İnsan vücudunda üretilen üç farklı kolinesteraz türü vardır. Kırmızı kan hücrelerinde bulunan kolinesteraz, gerçek kolinesteraz olarak adlandırılır. Kolinesteraz asetilkolini parçalamazsa, kas ve sinir liflerinin aşırı uyarılması semptomları kontrol edilemeyen seğirmeyi, kasılmaları, nefes almada veya ölmeyi zorlaştırabilir. Dimetoat, formetanat ve pinmikarb gibi bazı pestisit türlerine maruz kalmak kolinesterazın işini düzgün yapmasını engelleyebilir. Maruz kalma süresi, mevcut olan pestisit miktarı ve maruz kalma yöntemi, bireylerin yaşadığı semptomların derecesini ve türünü etkiler. Hafif maruz kalma mide bulantısı ve baş dönmesine neden olurken şiddetli maruz kalma ishal, düzensiz kalp atışı ve karın bölgesinde ağrı ile sonuçlanabilir.

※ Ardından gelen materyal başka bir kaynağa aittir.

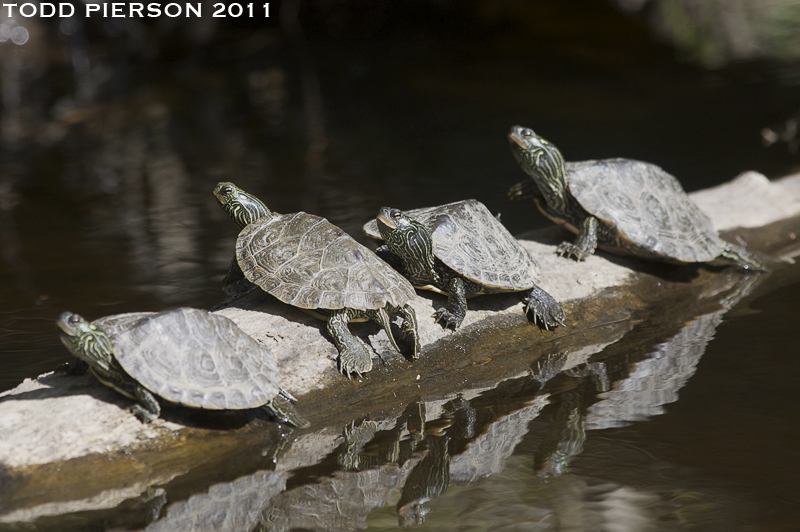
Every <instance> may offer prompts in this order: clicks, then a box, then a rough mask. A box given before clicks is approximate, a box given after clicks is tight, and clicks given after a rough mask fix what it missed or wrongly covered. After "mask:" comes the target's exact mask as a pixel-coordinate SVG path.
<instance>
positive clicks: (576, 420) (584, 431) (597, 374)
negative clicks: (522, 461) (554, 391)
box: [533, 357, 611, 481]
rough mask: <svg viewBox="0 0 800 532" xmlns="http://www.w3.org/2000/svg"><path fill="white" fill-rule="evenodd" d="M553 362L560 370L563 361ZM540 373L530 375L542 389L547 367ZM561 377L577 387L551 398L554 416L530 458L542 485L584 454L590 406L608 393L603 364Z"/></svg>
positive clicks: (555, 358)
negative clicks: (605, 393) (549, 424)
mask: <svg viewBox="0 0 800 532" xmlns="http://www.w3.org/2000/svg"><path fill="white" fill-rule="evenodd" d="M554 360H560V361H561V365H562V366H563V363H564V361H565V360H566V358H565V357H562V358H560V359H559V358H557V357H556V358H554ZM539 370H540V371H539V372H537V373H534V374H533V378H534V379H535V380H538V381H539V382H540V384H541V385H542V386H544V382H546V381H545V380H544V376H545V375H546V374H548V373H552V372H551V371H550V368H548V367H547V365H545V367H544V368H543V367H540V368H539ZM558 371H560V368H558ZM558 371H556V373H558ZM563 374H564V375H566V376H568V377H572V378H573V379H576V386H575V387H574V388H571V389H569V390H565V391H563V392H561V393H558V394H554V395H553V396H551V403H552V404H554V407H555V408H556V412H555V415H554V417H553V420H552V421H551V423H550V427H549V428H548V430H547V432H546V433H545V435H544V437H543V438H542V441H541V443H540V444H539V449H538V450H537V451H536V453H535V454H534V456H533V470H534V472H535V473H536V476H538V477H539V478H540V479H542V480H545V481H546V480H549V479H551V478H554V477H558V476H561V475H563V474H564V473H566V472H567V471H568V468H569V464H570V463H571V462H572V460H573V459H574V458H575V457H577V456H578V455H580V454H581V453H582V452H583V445H584V443H585V442H586V412H587V408H588V406H589V403H590V402H592V401H594V400H596V396H597V394H598V393H600V392H607V391H608V390H610V389H611V382H610V381H609V378H608V374H607V372H606V366H605V364H604V363H602V362H592V363H588V364H582V365H580V366H578V367H575V368H571V369H569V370H566V371H564V372H563Z"/></svg>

Plazma kolinesteraz ve gerçek kolinesteraz, bir kolinesteraz kan testi sırasında ölçülür. Test, doktorların bir bireyin zehirlenip zehirlenmediğini ve hangi dereceye kadar kolinesteraz ölçümünü kişinin kan örneğinin yüzdesi olarak inceleyerek belirlemelerine yardımcı olur. Günlük olarak kimyasallar ve böcek ilacı ile çalışan insanlar, kolinesteraz seviyelerini düzenli olarak test etmelidir.